During the 1985 season, no one thought that the Patriots had what it took to advance to a Super Bowl. They started the season 2-3, but then they put together a six-game winning streak and ended the season with an 11-5 record. Unfortunately, that just made them the third-best team in their division, as the Dolphins won the title and the New York Jets took another one of the wild cards.

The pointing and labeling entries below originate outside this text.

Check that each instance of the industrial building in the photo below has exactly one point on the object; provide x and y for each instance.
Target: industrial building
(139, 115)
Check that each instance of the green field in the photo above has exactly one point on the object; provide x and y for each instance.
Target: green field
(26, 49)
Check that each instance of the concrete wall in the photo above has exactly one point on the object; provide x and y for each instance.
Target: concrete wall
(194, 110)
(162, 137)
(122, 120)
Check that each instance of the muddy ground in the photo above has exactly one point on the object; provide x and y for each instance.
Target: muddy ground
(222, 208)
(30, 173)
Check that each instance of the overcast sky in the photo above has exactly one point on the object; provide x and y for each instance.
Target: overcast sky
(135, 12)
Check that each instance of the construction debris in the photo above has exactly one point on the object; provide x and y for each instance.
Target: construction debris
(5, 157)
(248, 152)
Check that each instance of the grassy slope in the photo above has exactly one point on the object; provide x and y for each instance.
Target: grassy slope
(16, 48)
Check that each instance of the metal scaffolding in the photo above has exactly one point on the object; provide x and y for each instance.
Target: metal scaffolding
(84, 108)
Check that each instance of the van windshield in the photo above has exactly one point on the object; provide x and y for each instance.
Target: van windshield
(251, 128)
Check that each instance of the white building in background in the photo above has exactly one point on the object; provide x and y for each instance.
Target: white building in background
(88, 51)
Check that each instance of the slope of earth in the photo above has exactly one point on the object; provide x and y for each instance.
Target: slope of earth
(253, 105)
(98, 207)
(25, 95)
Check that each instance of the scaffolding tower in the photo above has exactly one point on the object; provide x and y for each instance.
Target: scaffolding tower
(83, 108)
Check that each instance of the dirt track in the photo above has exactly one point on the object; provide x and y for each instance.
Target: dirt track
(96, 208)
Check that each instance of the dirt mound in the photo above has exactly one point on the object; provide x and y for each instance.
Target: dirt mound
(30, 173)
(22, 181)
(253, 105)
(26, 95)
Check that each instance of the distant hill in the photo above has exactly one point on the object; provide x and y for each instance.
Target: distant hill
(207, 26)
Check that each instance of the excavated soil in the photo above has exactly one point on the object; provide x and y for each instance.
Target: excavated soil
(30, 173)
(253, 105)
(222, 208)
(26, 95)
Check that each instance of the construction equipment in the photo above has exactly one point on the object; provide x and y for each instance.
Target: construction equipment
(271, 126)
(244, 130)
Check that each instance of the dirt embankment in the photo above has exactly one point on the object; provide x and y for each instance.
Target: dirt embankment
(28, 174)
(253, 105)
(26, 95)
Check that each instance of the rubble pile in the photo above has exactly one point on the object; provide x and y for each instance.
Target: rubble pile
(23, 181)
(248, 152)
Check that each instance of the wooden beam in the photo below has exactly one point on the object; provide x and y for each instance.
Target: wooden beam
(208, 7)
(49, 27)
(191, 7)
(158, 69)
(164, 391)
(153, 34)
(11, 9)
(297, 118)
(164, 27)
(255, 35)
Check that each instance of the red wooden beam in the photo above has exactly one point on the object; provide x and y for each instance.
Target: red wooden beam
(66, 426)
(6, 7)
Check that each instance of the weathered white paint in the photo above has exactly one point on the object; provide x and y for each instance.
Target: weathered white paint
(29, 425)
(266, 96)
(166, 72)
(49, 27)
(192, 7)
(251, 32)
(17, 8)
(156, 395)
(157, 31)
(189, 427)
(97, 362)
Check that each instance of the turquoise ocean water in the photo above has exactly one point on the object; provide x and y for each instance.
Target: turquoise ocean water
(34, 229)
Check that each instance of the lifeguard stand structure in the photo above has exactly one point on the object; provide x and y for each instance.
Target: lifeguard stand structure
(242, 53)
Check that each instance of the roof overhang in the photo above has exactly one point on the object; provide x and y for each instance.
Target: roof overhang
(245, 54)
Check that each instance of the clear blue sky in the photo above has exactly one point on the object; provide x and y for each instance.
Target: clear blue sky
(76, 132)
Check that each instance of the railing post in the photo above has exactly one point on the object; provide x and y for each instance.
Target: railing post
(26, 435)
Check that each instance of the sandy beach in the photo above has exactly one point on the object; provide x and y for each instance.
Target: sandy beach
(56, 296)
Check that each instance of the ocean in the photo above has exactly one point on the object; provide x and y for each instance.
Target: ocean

Remember, this was a long time before Tom Brady took the helm. The Patriots' quarterback to start the Super Bowl was Tony Eason
, who had had an up-and-down regular season, throwing for 2,156 yards and 11 scores, but 17 interceptions. When Eason started the Super Bowl poorly, missing on his first six passes and dropping a fumble, Patriots coach Raymond Berry put Steve Grogan (who had started six of the regular season games) in to run the offense.
The Patriots' receiving corps that year was impressive, with Irving Fryar serving as the "possession" receiver and also turning kickoffs and punts for the team. Stanley Morgan was the team's threat on the long ball, hauling in five touchdown passes that year. However, the best part of the Patriot offense was their running game, featuring SMU grad Craig James who ran for 1,227 yards and caught 27 passes for 370 more, scoring seven touchdowns. The Pats' offensive line featured John Hannah, who would end up in the Hall of Fame, and tackle Brian Holloway.
As solid as the Bears' defense was, the Pats had a strong unit too, having finished #5 in the NFL in fewest yards permitted, with 5,048. Andre Tippett, at linebacker, led the conference with 16.5 sacks and fell on three fumbles. The Patriot secondary only permitted 14 touchdowns, second fewest in the NFL, and defensive back Raymond Clayborn, who would end up in the Pro Bowl, picked off six passes, and Fred Marion (another Pro Bowl pick) snatched seven picks, gaining 189 return yards.
The playoffs were where it all came together for New England. They beat the Jets, the Raiders and the Dolphins in three straight road games to qualify for the Super Bowl. New England had not won a game in Miami since 1966, but they ended a streak of 18 straight losses in the AFC Championship, picking off Dan Marino twice and falling on four fumbles.
In the Super Bowl itself, the Patriots ran out to an early 3-0 lead, but it was all Bears the rest of the way. The Patriots ran 21 plays in the first half for minus-19 yards. It would still be some time before the Patriots became the class of the NFL.